12 апреля 2006 года.14:32. Четвертый энергоблок ЧАЭС. Чернобыль. Зона отчуждения.
 
     Он стоял внутри огромного радиоактивного купола  и смотрел на серую бетонную плиту, лежащую посредине небольшого чистого пространства. С трех сторон его окружали черные, потрескавшиеся от жара стены, а слева, насколько хватал взгляд, тянулись руины, завалы и мусорные кучи. Шаг, ещё шаг. Ноги подогнулись и он упал грудью на плиту. Тяжелое дыхание вырвалось из плотно сжатых губ.
     «Нет!» Руки уперлись в неровную серую, изрытую ямками поверхность, ноги оттолкнулись, подбрасывая тело вверх.
     Он с трудом встал и выпрямился. Бледное, исцарапанное лицо обратилось к небу, искусанные губы раскрылись и зашептали: «Сука! Ты отняла у меня всё! Ты убила всех, кого я любил. Так будь же ты проклята во веки веков! Я проклинаю тебя, слышишь, проклинаю!!! И пусть не будет тебе покоя, покуда существует вселенная!»

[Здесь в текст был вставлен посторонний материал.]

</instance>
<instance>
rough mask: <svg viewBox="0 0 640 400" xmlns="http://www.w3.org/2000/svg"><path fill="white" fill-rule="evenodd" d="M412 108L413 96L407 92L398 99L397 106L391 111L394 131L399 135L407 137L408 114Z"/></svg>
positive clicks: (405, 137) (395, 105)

     Где-то в недрах земли загудело и заухало, всколыхнулось, пыхнуло жаром. Мелко задрожал фундамент под его ногами. Острый ржавый уголок сорвался из-под крыши и, нырнув дельфином, пронзил его грудь, пройдя насквозь. Потоком хлынула кровь. Там, где она касалась плиты, прорастали иссиня-черные нити, они тянулись вверх, обвивали безвольное тело, свивались в спирали и кольца. Нити росли всё выше и выше, ещё мгновение -  и человек исчез в их переплетении. Ещё мгновение - и засиял режущим синим светом мрачный величественный кристалл.
     Он в последний раз закрыл глаза, губы прошептали в последний раз «Не прощу!», сердце стукнуло в последний раз и… грянул выброс!